Le temps, la variable oubliée
Aline, coach business, nous interpelle sur un aspect souvent négligé de la prise de décision en entrepreneuriat : la chronologie. Elle soutient qu’une décision, même excellente sur le papier, peut s’avérer catastrophique si elle est prise au mauvais moment. À travers des exemples concrets comme la délégation, le lancement d’une nouvelle offre ou un investissement publicitaire, elle démontre que le contexte et le timing sont aussi importants que la décision elle-même. Selon elle, c’est une des raisons majeures de l’échec de nombreuses entreprises, notamment les startups qui veulent grandir trop vite ou réagissent trop tard.
Elle propose d’ajouter un filtre systématique à toute réflexion stratégique : au-delà de la pertinence de l’action, il faut se demander si l’écosystème (personnel, professionnel, marché) est prêt à la soutenir. « Est-ce que c’est le bon moment ? » devient alors la question clé.
L’art de se tromper au bon moment
De manière contre-intuitive, Aline explore aussi le concept de la « mauvaise décision au bon moment ». Elle voit l’entrepreneuriat comme un terrain de jeu où l’expérimentation est essentielle. Il y a des moments où les enjeux sont faibles et où l’on dispose de la bande passante nécessaire pour gérer un échec. Tenter une action risquée, comme un recrutement qui s’avérerait être une erreur, peut devenir une formidable occasion d’apprendre sans mettre en péril l’entreprise. Il s’agit de gérer le risque pour transformer une potentielle erreur en une leçon précieuse.
Cette approche invite à dédramatiser l’échec et à l’intégrer comme une partie du processus de croissance, à condition de bien choisir son moment pour prendre des risques.
Au fil de l’épisode
- Introduction au format « Bottage de fesses » : des épisodes spontanés pour challenger une croyance.
- Le concept central : la capacité à prendre la bonne décision, mais au mauvais moment.
- Exemples de bonnes décisions au mauvais timing : déléguer trop tôt, lancer une offre prématurément, investir sans être prêt.
- Définition d’une bonne décision : un choix aligné avec ses valeurs, ses objectifs et les informations disponibles à l’instant T.
- La proposition d’ajouter la variable « temps » à l’équation décisionnelle.
- Les questions à se poser : mon énergie, ma bande passante, le marché et mon écosystème sont-ils au vert ?
- Le concept inverse : prendre une mauvaise décision au bon moment.
- L’entrepreneuriat comme un « bac à sable » où l’on peut expérimenter.
- Exemple : faire un mauvais recrutement à un moment où les enjeux business sont faibles.
- L’invitation à intégrer la timeline dans chaque prise de décision stratégique.
FAQ
Quel est le concept central de cet épisode ?
L’épisode explore l’idée qu’une décision en entrepreneuriat ne doit pas seulement être jugée comme « bonne » ou « mauvaise », mais aussi selon son timing. Aline explique qu’une excellente initiative lancée au mauvais moment peut échouer, tandis qu’une décision à risque prise à un moment opportun peut devenir une leçon précieuse.

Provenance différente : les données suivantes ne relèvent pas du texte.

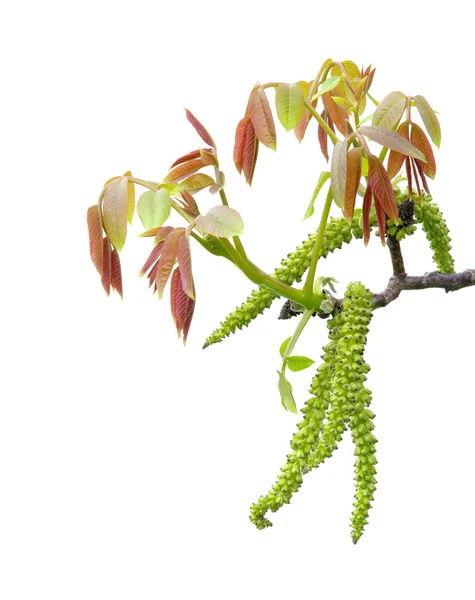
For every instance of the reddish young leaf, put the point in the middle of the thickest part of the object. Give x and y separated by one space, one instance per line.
251 148
367 201
152 259
353 176
337 113
184 263
182 306
183 170
191 207
396 159
186 158
382 188
95 236
116 273
167 258
239 142
420 141
338 172
201 130
262 119
114 211
106 265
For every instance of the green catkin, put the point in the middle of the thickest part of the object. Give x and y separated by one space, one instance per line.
437 233
292 269
338 392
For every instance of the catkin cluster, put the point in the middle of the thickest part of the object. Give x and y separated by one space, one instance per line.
339 400
437 233
292 269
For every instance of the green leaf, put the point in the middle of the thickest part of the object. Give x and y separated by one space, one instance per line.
389 110
392 140
327 86
429 118
324 176
289 102
285 390
299 363
114 211
338 173
284 345
154 208
221 221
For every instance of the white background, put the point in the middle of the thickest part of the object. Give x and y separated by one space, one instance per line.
128 463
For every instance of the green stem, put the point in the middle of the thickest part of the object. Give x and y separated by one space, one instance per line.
308 286
325 127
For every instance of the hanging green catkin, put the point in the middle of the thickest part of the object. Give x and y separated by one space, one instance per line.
437 233
305 438
337 232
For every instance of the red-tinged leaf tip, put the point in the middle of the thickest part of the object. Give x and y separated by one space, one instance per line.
167 259
353 176
116 273
182 306
367 201
251 148
239 141
106 265
420 141
114 211
200 129
153 257
262 119
95 236
184 263
183 170
396 159
382 188
185 158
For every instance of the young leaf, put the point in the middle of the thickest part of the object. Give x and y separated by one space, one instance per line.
182 306
337 114
95 236
183 170
389 110
367 201
284 345
396 159
130 198
262 119
154 208
338 173
429 118
114 211
116 273
106 265
289 102
382 188
221 221
196 182
420 141
286 396
251 148
299 363
392 140
324 176
353 176
327 86
167 259
239 142
201 130
152 259
184 263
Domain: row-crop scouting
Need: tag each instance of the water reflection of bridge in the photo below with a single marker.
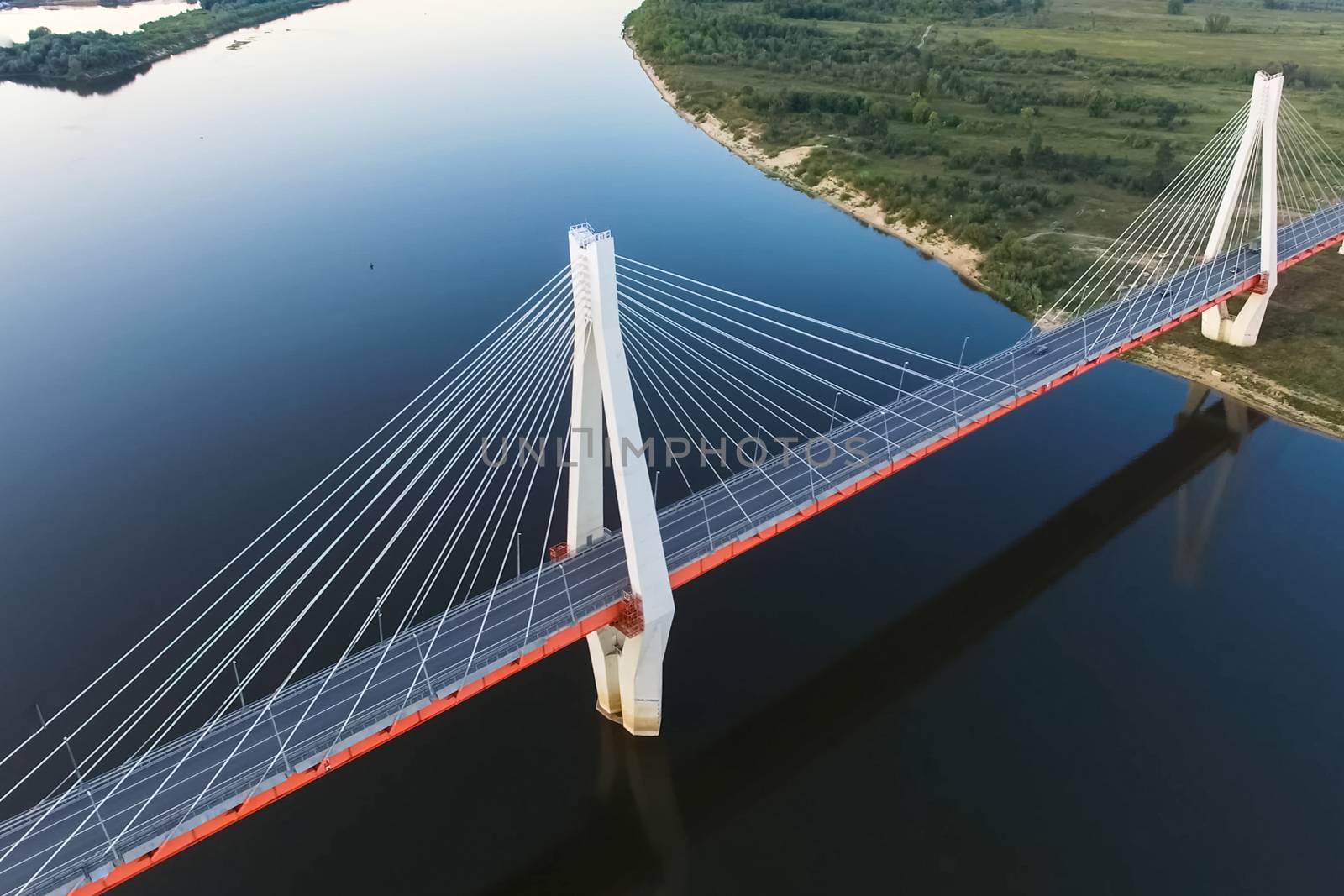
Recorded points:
(652, 808)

L’enjeu est d’ajouter la variable de la chronologie à toute réflexion stratégique.
Pourquoi une bonne décision peut-elle échouer ?
Selon l’épisode, une bonne décision peut échouer si le timing n’est pas le bon. Plusieurs facteurs peuvent être défavorables : le marché n’est pas encore prêt, l’entrepreneur n’a pas l’énergie ou la bande passante nécessaire pour la soutenir, ou l’écosystème de l’entreprise n’est pas assez solide. Par exemple, vouloir se développer trop vite alors que les fondations ne sont pas stables.
Quels exemples sont donnés pour illustrer ce propos ?
Aline mentionne plusieurs situations courantes pour les entrepreneurs. Elle cite le fait de vouloir déléguer des tâches, de lancer une nouvelle offre pour étoffer son catalogue de produits, ou encore de décider d’investir massivement dans la publicité pour accélérer sa croissance. Chacune de ces actions peut être une bonne idée en soi, mais devenir une erreur si elle est mise en œuvre au mauvais moment.
Qu’est-ce qu’une « mauvaise décision au bon moment » ?
C’est l’idée de prendre un risque calculé à un moment où les conséquences d’un échec sont minimes. Par exemple, tenter un recrutement même si on n’est pas certain de son choix, mais à une période où l’entreprise peut se permettre une erreur de casting. Cela permet d’apprendre de ses erreurs sans mettre en péril l’activité, transformant l’échec potentiel en une expérience formatrice.